At First Baptist's recent Sunday service, Associate Pastor Saul Lu interpreted Englund's opening remarks about the solar eclipse into Karen and later read out of Genesis in Karen. The church also hosts separate services in Karen and Burmese later on Sunday. It celebrates "Sweet December" — "Those two words were never put together in Minnesota," Englund says — a Karen holiday that kicks off preparations for Christmas.
When Messiah's leadership realized the Karen fast until communion, they started serving snacks after the Sunday service to keep families mingling. With a 2011 grant, Messiah bought Bibles in Karen and set up a headphone system to translate its Sunday service.

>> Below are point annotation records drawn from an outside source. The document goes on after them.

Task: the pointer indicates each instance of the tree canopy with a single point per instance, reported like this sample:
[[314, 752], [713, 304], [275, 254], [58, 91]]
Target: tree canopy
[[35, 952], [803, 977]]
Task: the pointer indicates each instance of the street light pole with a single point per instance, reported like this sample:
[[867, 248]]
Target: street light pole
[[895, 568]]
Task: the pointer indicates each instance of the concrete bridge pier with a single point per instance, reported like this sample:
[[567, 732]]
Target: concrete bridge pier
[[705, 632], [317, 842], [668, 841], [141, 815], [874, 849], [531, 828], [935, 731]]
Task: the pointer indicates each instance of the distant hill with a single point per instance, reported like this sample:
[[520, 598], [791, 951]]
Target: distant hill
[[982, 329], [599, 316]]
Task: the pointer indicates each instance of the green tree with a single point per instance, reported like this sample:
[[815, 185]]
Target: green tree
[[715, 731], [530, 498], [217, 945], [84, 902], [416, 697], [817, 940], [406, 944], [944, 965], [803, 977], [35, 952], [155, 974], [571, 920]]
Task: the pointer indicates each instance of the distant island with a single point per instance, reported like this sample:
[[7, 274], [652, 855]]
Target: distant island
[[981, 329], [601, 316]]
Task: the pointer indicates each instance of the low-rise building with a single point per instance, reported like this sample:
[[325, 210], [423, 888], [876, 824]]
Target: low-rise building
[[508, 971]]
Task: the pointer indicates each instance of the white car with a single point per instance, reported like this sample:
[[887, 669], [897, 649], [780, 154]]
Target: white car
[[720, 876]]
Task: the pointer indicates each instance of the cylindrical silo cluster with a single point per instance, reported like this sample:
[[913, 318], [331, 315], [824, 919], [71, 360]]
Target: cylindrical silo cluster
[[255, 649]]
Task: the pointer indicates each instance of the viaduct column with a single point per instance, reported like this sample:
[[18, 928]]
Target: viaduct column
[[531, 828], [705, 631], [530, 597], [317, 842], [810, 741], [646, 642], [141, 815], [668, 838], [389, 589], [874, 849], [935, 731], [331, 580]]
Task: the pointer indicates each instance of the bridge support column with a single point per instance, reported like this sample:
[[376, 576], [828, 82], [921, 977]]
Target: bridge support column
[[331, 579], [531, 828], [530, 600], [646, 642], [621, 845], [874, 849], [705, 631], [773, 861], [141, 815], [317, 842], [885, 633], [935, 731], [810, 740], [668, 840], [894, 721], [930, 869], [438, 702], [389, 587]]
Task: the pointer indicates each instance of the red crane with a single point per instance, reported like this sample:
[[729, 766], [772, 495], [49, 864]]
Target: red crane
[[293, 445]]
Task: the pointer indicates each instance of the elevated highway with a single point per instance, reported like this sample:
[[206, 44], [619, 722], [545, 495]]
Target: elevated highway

For four years, St. Bernard's rectory served as transitional housing for Karenni refugees. The church hired two staffers to make doctor's appointments, offer rides, shop for cars and more. The Rev. Joseph Kureh, from Myanmar, leads mass in Karenni.
Spaces of their own
Now the Karen are starting new churches. Nay Htoo, a former First Baptist member, says some wanted services wholly in Karen or the more leisurely pace of worship in Asia, where it could take up most of Sunday.
Karen Organization of Minnesota co-executive director Eh Tha Khu says refugee camp pastors are sometimes eager to lead a congregation again rather than sit in the pews. But ultimately, he says, it comes down to a Karen saying that translates roughly as, "We need to write our own history."
The association counts more than a dozen all-Karen congregations, of which several own church buildings. Two Karen Buddhist temples have opened as well.
Nay Htoo and Eh Tha Khu worship at Ebenezer Karen Baptist Church, which opened last year in Maplewood. Many of its 270 members saved toward the $400,000 down payment for a vacant industrial space for years.
Some of the partings have been tough. When Messiah members went on to start St. John's Anglican Mission in 2014, "It was a difficult moment: losing some of your dear, dear friends," said Janice Dames, a longtime member.
Church leaders say some who stayed felt that belonging to a bilingual church was crucial to integration. At First Baptist, Karen member Daphne Tun Baw's son now attends Ebenezer. But she says she is not going anywhere.
The founder of a refugee camp school that once hosted actor Angelina Jolie, Tun Baw, 97, catches both the English and Karen services. In between, she gabs with the "Sunday school club" of Karen grandmas while five grandkids and great-grandkids attend class.
Englund says his church and the breakaway congregations maintain amicable relationships. Their choirs had a joint performance this month.
"I've learned what community looks like," he said. "For the Karen, it's never I. It's always we."